For the Army, conducting missions in operating environments that feature some degree of proxy involvement will become increasingly likely, to include in peer or near-peer competition. As Multi-Domain Operations continues to be refined as a concept, the presence of a range of proxy forces must also be envisioned. In such an environment, the intelligence warfighting function becomes a priority, and soldiers must become aware of proxies’ role and impact in their assessments during training and operations.
Institutionally, the Army must be prepared to conduct a range of missions in an era of proxy warfare.

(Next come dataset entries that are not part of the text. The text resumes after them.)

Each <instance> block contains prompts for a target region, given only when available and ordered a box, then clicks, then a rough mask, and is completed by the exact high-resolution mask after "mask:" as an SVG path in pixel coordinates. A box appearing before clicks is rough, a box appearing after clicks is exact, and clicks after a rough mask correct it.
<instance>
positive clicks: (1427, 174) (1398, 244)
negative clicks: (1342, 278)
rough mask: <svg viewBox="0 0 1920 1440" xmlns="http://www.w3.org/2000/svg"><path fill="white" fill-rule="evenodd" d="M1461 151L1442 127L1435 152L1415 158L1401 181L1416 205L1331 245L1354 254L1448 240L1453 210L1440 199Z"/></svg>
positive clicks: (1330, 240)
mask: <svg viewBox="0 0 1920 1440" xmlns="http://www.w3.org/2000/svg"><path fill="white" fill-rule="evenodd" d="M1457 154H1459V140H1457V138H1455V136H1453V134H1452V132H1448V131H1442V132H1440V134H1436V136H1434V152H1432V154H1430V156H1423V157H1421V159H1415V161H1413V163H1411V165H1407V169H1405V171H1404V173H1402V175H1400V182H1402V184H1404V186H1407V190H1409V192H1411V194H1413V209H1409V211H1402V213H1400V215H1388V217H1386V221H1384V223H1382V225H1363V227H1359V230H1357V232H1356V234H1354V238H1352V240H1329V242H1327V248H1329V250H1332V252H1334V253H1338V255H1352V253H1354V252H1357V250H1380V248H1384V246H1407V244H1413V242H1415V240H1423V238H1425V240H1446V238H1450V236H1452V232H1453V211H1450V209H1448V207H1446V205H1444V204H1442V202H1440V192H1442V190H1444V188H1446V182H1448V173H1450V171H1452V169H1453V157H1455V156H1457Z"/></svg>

Maj. John Spencer, U.S. Army retired, is chair of urban warfare studies with the Modern War Institute at the U.S. Military Academy at West Point, New York, and co-director of its Urban Warfare Project, an initiative to study the character of war in cities. He previously served as a fellow with the chief of staff of the Army’s Strategic Studies Group. He served 24 years as an infantry soldier, which included two combat tours in Iraq.
Col. Liam Collins, U.S. Army retired, is the former director of the Modern War Institute at West Point. As a career Special Forces officer, he conducted multiple combat deployments to Afghanistan and Iraq as well as operational deployments to Bosnia, Africa and South America. He holds a doctorate in public affairs from Princeton University, New Jersey.